April 8, 2019

Writing a manifesto for my indie business: what do you think of the result? Tips?

Below the current result. Any thoughts or tips doing something similar?

  • Pain point: "200WaD was started to solve a problem: most people do not write enough. We feel too busy juggling between work, routine, and relatives to spend time thinking by ourselves. "

  • Why this pain point needs to be addressed: "Some of us might want to change this aspect, for a variety of reasons: to share your thoughts, to materialize your existence into this very world, to leave a legacy, or maybe simply for the feeling of fulfillment scribbling brings. Writing impacts all areas of life. From business communication to art and mental health, words make us humans."

  • Mission statement: "The mission of 200 Words a Day is to empower people to write and remind them that you don’t have to be a published author to be a writer. Writing has been around since the dawn of the time, and no matter how much the world changes, we all have something to tell."

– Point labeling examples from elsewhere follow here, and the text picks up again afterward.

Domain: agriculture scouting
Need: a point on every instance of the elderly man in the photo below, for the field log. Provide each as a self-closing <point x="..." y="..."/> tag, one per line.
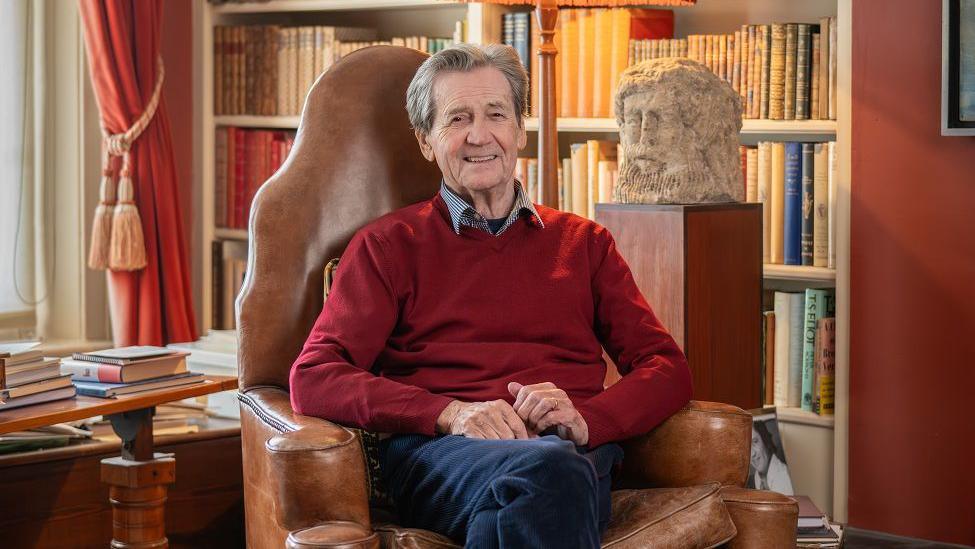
<point x="470" y="328"/>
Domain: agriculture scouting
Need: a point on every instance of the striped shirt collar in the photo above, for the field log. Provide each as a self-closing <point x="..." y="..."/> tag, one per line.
<point x="462" y="213"/>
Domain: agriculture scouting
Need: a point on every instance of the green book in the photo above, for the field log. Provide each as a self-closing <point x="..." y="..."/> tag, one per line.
<point x="818" y="304"/>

  • Additional content for the mission statement I need to integrate:
    "We are here to bring down the myth of the self-made writer. The journey is yours to take and yours to follow, but you can count on a community to help you reach your destination. Writing is social. Personal growth, collaboration, transparency, and openness shall unite us.

There is no overnight success. Being a writer is not a goal, only a process. 200 words at a time.

We welcome anyone willing to put in the work, no matter your sex, your gender, your age, your race, your religion, or your income: a free online writing group, open and supranational. No one should have to pay to access the benefits of writing and technology. Education is a human right."

#ask-ih

  1. 2

    I love 200 words a day, and I want to present my use case since I think it's not really covered in your manifesto.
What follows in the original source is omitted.